Monday, September 04, 2006

Book Meme

Andrew tagged me, so here goes:


1. Name a book that changed your life.

The Official Guide to Success by Tom Hopkins, which I found in my local library and which contained the (for me) revolutionary idea that you should never go into any negotiating situation (particularly if negotiating for a pay-rise, or negotiating pay at a job interview) if you haven't any savings in the bank (he calls it go-to-town-money or hold-out money). The idea is that savings give you confidence so that when you say "Take it or leave it", the other party knows you are serious. I never looked back after this - it really is true that people (particularly bosses) can tell if you have financial worries and will settle for less just to have a job.

2. One book you've read more than once

Pride and Prejudice by Jane Austen. It's a girl thing, but I love this book so much I practically know it by heart.

3. One book you'd want on a desert island

Wilderness Survivors Guide, or something like that - I assume I'd be too busy trying to survive to have any time to read for pleasure.

4. One book that made you laugh

A History of England by Jane Austen, which announces that "There will be very few Dates in this History", summarises Mary I's reign with "Many were the people who fell martyrs to the protestant Religion during her reign; I suppose not fewer than a dozen", characterises Elizabeth as "that disgrace to humanity, that pest of society" and Charles I as "an amiable monarch" .

5. One book that made you cry

A Little Princess by Frances Hodgson Burnett, which is a Victorian weepie about a little girl who is at boarding school, and when her rich father dies a pauper, she is banished to the garret, complete with rats. I first read this age 11 and sobbed buckets - it has all the horror of the Victorian era - the orphan thing, the riches-to-rags thing, the cruelty of wicked Victorian headmistress, whom I am quite sure must have been a Tory.

6. One book you wish you've written

Anything by Austen.

7. One book you wish had never been written

Bleak House by Dickens. I tried to read this book maybe half a dozen times, but never get beyond the first few chapters. It's dense, overwritten and tedious, and you lose the will to live within a few pages.

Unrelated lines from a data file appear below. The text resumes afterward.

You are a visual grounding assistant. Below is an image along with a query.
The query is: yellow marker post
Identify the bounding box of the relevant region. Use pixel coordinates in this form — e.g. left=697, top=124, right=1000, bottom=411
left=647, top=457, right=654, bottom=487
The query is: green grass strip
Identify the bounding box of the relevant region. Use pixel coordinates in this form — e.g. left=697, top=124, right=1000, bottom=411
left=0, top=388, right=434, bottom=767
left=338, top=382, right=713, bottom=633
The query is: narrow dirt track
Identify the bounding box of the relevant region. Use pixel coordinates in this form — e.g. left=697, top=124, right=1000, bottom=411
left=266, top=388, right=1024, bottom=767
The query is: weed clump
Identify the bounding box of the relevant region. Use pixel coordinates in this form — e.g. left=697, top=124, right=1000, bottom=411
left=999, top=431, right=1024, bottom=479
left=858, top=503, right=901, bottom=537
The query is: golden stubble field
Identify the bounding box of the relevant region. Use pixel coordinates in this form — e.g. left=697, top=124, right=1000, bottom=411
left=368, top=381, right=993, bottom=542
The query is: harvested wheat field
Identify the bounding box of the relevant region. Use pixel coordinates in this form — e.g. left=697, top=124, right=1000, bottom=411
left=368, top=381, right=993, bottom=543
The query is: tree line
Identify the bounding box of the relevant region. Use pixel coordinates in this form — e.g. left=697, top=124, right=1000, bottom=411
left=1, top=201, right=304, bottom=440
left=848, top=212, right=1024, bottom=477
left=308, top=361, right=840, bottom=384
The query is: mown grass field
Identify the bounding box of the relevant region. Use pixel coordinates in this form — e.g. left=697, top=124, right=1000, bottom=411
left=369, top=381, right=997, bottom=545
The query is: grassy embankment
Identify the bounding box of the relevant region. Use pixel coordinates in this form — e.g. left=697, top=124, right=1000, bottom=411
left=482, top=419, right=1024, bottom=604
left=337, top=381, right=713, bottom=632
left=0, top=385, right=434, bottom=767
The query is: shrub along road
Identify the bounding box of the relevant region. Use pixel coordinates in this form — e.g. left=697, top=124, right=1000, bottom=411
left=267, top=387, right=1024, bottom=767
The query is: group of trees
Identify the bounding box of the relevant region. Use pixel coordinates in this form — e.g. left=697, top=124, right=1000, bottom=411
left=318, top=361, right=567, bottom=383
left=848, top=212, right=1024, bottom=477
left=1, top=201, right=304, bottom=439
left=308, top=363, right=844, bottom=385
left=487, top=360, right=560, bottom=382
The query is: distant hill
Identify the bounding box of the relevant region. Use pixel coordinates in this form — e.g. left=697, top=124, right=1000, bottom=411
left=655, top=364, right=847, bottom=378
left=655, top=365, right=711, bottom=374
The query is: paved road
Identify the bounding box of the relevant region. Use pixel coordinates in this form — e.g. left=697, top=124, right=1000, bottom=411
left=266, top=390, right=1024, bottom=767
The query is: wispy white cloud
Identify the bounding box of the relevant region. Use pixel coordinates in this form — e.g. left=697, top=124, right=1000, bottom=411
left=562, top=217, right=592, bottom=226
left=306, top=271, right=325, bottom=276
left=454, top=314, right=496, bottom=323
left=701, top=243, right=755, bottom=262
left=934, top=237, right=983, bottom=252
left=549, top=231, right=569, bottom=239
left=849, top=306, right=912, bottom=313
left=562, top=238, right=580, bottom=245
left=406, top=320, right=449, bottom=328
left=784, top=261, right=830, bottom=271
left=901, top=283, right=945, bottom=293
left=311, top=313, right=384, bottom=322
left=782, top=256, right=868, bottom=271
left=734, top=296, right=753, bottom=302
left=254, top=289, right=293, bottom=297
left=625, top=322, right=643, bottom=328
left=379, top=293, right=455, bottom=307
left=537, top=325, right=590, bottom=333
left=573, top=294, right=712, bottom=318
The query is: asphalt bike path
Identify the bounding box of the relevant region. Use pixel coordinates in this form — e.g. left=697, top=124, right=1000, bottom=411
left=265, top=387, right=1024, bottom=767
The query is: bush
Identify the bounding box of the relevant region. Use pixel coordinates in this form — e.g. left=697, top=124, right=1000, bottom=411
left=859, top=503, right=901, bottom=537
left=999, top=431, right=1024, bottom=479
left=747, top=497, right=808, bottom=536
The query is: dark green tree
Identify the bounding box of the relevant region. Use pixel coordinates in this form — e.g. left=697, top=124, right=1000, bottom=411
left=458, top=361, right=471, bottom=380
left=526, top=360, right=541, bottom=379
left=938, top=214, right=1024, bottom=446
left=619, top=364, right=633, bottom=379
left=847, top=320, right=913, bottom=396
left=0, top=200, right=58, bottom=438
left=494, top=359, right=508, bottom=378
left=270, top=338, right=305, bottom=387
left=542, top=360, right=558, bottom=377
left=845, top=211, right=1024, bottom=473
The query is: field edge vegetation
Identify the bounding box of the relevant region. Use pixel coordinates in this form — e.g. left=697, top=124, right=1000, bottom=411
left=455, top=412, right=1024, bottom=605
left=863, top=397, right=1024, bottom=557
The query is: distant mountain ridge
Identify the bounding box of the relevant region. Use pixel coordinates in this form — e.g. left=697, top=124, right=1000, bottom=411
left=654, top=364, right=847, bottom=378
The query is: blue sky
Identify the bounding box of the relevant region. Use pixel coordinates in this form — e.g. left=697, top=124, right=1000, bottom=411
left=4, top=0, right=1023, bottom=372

8. One book you are currently reading

Too busy to read at the moment

9. One book you've been meaning to read

My Name is Red by Orhan Pamuk

10. Now tag five people

Patrick, Tyger, Danivon , Political Hack, Richard

2 comments:

Anonymous said...

BTW

My Name is Red by Orhan Pamuk

Is soooo significant. Even now as East and West clash yet again. Get readin' girl.

Political Umpire said...

Bleak House is meant to be a take on how suffocating the legal process is, so perhaps Dickens was too successful in that regard!

Book I wish I'd written is Robert Parker's Wines of the World - as that means I'd have got to sample all those amazing vintages.

The funniest book I've ever read is the first half (it becomes a bit gruelling in the second) is Bonfire of the Vanities, part of which is a sort of modern version of Bleak House.